En deuxième lieu, il convient d’observer que le simple fait que les statuts de l’association sans but lucratif adjudicataire du marché prévoient que peuvent en faire partie des personnes relevant non seulement du secteur public, mais aussi du secteur social, n’est pas, en soi, de nature à exclure la possibilité d’une relation «in house», dans le cas où, lors de l’attribution du marché, seules des autorités publiques font effectivement partie de cette association. En effet, il ne serait pas conforme au principe de la sécurité juridique d’admettre que la simple possibilité, prévue par les statuts, que des personnes privées participent à une association puisse suspendre indéfiniment l’évaluation relative au caractère entièrement public ou non de ladite association. Il s’ensuit que, dans le cas où les sociétaires de l’association en question sont exclusivement des autorités publiques au moment où le marché en cause est attribué, la possibilité pour des personnes privées de participer à cette association ne peut être prise en considération que dans le cas où, à ce moment, il existe une perspective concrète à court terme d’une telle ouverture.

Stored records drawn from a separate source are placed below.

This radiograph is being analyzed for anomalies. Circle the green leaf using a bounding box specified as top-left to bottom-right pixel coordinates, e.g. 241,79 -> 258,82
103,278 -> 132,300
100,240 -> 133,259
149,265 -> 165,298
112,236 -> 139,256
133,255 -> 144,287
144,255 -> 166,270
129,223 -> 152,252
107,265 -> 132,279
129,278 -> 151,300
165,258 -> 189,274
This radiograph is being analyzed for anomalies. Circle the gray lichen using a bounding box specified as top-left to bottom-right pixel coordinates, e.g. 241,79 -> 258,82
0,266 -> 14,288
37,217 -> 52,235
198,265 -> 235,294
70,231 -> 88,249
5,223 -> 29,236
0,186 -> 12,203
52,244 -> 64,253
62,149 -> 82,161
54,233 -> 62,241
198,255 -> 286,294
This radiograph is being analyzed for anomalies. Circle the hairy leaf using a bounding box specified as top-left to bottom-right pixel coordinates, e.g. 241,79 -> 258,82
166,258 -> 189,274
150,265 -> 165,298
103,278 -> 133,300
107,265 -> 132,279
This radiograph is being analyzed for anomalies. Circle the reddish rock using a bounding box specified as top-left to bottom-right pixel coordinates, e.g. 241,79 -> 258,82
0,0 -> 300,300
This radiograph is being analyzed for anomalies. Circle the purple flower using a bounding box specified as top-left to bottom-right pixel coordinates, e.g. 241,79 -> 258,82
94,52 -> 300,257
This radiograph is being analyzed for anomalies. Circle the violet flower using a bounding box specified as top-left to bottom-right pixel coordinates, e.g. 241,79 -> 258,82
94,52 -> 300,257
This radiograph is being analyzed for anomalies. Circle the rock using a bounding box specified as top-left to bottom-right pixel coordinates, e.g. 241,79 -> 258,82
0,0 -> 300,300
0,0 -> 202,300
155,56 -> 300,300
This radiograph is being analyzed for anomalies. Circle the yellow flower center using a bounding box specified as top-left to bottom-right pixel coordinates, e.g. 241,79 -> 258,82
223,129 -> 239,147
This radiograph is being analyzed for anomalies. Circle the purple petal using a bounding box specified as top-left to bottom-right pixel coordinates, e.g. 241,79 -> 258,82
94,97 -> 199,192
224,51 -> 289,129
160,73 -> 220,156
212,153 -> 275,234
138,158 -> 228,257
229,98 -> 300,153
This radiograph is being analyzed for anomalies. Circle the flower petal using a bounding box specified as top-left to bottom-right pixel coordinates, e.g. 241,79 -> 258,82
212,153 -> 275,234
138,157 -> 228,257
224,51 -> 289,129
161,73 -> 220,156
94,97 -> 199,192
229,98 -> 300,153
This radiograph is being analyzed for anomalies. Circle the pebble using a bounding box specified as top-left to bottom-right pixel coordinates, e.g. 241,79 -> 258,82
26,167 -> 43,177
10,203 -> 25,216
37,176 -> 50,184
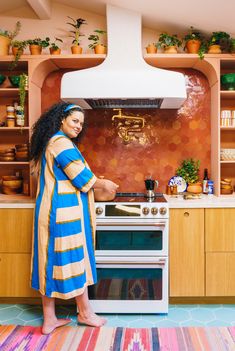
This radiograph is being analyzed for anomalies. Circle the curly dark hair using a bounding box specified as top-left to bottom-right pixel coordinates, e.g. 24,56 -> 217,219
30,102 -> 84,163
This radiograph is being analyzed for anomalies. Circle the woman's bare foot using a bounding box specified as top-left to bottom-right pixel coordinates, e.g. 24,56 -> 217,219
78,312 -> 107,327
42,318 -> 71,334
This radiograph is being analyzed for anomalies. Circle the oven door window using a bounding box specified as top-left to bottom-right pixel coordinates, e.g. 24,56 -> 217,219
89,265 -> 163,300
96,230 -> 163,251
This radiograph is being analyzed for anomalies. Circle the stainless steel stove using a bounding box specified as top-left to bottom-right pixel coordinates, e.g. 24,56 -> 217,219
89,193 -> 169,313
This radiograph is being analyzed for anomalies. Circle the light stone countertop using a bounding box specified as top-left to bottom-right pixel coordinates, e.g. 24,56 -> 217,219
0,195 -> 235,208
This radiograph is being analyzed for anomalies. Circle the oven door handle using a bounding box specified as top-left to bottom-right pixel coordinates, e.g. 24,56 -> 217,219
96,222 -> 166,227
96,257 -> 166,268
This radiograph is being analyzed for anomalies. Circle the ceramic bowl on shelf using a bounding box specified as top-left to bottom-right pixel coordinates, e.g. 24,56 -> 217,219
220,73 -> 235,90
8,76 -> 20,88
0,74 -> 6,85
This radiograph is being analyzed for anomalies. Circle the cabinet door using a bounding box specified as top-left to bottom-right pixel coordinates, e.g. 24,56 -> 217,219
169,209 -> 205,296
206,253 -> 235,296
0,208 -> 33,253
0,253 -> 39,297
205,208 -> 235,252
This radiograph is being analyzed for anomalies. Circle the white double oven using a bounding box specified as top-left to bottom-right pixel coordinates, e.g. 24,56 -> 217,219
89,199 -> 169,313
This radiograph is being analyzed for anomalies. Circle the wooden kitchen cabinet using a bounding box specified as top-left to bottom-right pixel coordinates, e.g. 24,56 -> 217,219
169,208 -> 205,297
0,208 -> 39,297
205,208 -> 235,296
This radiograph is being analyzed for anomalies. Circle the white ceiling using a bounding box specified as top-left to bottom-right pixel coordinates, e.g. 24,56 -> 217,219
0,0 -> 235,36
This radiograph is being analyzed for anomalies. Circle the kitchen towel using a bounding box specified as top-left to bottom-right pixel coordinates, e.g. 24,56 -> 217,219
0,325 -> 235,351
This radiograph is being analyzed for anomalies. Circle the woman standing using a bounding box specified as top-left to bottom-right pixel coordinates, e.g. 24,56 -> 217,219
30,102 -> 118,334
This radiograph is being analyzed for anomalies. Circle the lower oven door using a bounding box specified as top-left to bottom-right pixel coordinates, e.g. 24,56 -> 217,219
89,257 -> 168,313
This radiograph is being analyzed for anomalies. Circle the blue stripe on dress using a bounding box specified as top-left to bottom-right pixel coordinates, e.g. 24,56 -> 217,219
54,246 -> 84,266
57,193 -> 79,209
80,192 -> 97,283
31,157 -> 46,290
54,273 -> 86,294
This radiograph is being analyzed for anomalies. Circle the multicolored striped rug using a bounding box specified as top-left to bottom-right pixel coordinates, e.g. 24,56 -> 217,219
0,325 -> 235,351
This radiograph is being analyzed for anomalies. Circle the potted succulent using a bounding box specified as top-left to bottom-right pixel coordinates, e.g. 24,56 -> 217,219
49,38 -> 63,55
208,32 -> 230,54
176,158 -> 202,193
0,21 -> 21,55
67,16 -> 87,54
88,29 -> 106,54
183,26 -> 203,54
27,37 -> 50,55
146,43 -> 157,54
9,40 -> 28,70
157,33 -> 182,54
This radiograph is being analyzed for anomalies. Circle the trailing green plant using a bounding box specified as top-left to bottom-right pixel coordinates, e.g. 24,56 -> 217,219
50,37 -> 63,51
19,73 -> 28,114
88,29 -> 106,49
157,33 -> 182,49
176,158 -> 200,184
208,32 -> 230,51
9,40 -> 28,70
0,21 -> 21,40
183,26 -> 203,42
67,16 -> 87,45
27,37 -> 50,48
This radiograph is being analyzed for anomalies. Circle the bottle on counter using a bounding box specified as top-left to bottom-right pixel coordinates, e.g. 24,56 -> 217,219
202,168 -> 209,194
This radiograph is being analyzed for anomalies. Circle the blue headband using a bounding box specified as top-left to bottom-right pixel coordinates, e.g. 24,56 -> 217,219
64,104 -> 81,112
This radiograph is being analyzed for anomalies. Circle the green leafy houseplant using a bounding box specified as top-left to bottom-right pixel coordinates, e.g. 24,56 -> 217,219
9,40 -> 28,70
157,33 -> 182,49
88,29 -> 106,49
176,158 -> 200,184
67,16 -> 87,45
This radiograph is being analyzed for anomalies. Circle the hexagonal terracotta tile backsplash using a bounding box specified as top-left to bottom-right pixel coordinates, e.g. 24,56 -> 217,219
42,69 -> 211,192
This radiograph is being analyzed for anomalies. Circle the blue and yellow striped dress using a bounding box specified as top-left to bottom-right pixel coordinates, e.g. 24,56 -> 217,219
31,131 -> 97,299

La simple possibilité que des personnes privées participent à une association n’est donc pas suffisante pour conclure qu’il n’est pas satisfait à la condition du contrôle analogue par l’autorité publique ( 27 ).

42.

À l’inverse, dans le cas où un marché aurait été attribué, sans mise en concurrence, à une association dont tous les sociétaires sont des autorités publiques, le fait que, pendant la période de validité de ce marché, des personnes privées soient admises en tant que sociétaires de cette association constituerait un changement d’une condition fondamentale du marché qui nécessiterait une mise en concurrence ( 28 ).

43.

Il résulte de toutes les considérations qui précèdent que, selon moi, il convient de répondre à la première question préjudicielle soulevée par le juge de renvoi en ce sens que l’exception à l’application des règles de l’Union en matière de marchés publics, prévue pour les attributions internes («in house»), ne peut pas trouver à s’appliquer lorsque l’adjudicataire auquel le pouvoir adjudicateur entend attribuer directement le marché, sans procédure d’adjudication publique, est une entité de droit privé dont les sociétaires comprennent, fût-ce dans une mesure minoritaire, des personnes titulaires d’intérêts privés.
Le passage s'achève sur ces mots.